I was just reading a story on the Demarara Waves Facebook site about a man who stabbed a 4 year old boy to death after allegedly raping the child’s 17 year old aunt. In the comments, there was this remark left by a female commenter:
“This is so damn sad and that’s a wicked aunt, she is now claiming “rape” because that child walked in on them, he was 4 years omg by next week he would have forgot that already, I’m sure he didn’t even understand what was going on, they could have make up so damn lie and tell him, now she being a wicked aunt ran away and look what she has to live with now, the man she was just sexing Murdered her nephew, she wouldn’t want to see a next Penis for the rest of her wicked life. How could he look at that child and stab him for being cause in his wicked dead, sexing his sis in law omg, she should kill her damn self”.

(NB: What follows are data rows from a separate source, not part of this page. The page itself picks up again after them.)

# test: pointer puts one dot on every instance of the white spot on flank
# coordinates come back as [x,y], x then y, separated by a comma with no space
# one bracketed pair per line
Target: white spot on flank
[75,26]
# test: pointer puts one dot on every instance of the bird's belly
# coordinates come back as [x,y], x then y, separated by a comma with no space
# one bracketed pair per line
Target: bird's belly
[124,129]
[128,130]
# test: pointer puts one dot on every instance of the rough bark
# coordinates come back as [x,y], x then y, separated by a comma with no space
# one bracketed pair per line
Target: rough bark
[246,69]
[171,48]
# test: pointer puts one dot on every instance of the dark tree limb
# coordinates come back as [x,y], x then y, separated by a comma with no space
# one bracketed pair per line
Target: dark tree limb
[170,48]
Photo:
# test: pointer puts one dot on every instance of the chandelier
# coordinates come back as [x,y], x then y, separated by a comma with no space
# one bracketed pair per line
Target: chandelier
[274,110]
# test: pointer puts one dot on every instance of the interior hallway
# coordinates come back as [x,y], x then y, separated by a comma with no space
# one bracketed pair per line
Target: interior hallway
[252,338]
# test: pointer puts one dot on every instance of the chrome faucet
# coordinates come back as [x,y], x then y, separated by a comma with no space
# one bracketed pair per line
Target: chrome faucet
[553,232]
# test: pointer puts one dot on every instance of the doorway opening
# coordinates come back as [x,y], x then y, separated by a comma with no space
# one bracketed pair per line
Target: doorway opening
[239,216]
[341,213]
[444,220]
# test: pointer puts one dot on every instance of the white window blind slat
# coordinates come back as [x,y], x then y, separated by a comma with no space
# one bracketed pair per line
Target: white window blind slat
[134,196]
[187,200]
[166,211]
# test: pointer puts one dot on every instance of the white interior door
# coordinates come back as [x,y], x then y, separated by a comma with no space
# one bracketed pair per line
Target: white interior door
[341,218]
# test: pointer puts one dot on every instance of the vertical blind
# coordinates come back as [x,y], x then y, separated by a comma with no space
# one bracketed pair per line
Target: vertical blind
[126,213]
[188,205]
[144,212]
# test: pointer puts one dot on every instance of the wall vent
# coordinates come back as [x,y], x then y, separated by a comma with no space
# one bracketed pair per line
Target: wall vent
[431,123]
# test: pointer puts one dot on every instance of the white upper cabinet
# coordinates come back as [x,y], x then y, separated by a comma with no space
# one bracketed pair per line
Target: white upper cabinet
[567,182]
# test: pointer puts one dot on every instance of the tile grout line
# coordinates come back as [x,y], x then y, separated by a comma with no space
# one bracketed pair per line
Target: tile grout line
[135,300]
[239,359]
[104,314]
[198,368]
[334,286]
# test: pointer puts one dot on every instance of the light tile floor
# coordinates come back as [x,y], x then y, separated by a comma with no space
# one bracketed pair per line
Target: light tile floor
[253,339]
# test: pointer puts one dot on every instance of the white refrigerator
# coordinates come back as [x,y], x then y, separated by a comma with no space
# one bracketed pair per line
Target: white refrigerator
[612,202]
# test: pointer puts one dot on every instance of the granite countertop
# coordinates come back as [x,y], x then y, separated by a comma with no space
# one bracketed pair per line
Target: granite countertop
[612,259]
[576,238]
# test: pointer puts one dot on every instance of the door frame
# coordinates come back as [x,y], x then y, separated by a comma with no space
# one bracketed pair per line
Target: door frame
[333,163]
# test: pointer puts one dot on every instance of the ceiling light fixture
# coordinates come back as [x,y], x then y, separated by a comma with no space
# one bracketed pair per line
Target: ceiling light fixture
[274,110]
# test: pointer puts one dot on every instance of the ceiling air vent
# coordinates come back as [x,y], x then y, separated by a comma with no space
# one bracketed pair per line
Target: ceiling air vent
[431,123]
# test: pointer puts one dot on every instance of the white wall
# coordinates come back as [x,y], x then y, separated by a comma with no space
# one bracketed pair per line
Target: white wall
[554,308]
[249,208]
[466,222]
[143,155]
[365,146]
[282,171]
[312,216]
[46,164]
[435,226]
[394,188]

Needless to say, I was horrified by the commenter’s words. It brings to light a bigger problem within the myriad of other issues with society’s response to victims of sexual assault. It’s something I have noticed while living in Guyana. There always seems to be someone placing some degree of blame on the victim. Mind you, the article said NOTHING about the aunt bearing false witness against the person accused of the murder. Whether the allegations of rape are true or not is not clear at the moment (the girl has been taken to the hospital for a medical screening), but it is sickening to see that even though she herself may be a victim in the case, instead of being met with the appropriate care that victims of sexual assault need, she is met with blame. This woman goes as far to ask the alleged victim to “kill herself”. THIS is the reason why so many sexual assaults go unreported. THIS is the reason why many assault victims would rather take monetary compensation than go through the often degrading process of trial. THIS is why may victims commit suicide. Blame is placed only on the victim and not with the attacker, where it belongs. I don’t know if the alleged victim is being truthful, but who am I or who is anyone else to say that she is lying? Especially since the investigation has just commenced? Ugh. I apologize again for the lengthy post. This has been on my heart since I read the story and I just needed someplace to rant.

Guyanese activist Sherlina Nageer also pointed out, “in addition to the individual condemnation of this young woman, there’s also the institutional disregard that makes this even worse. when she ran to the police station seeking help, they told her that she was ‘hostile’, “and that I shouldn’t be making noise in the station.”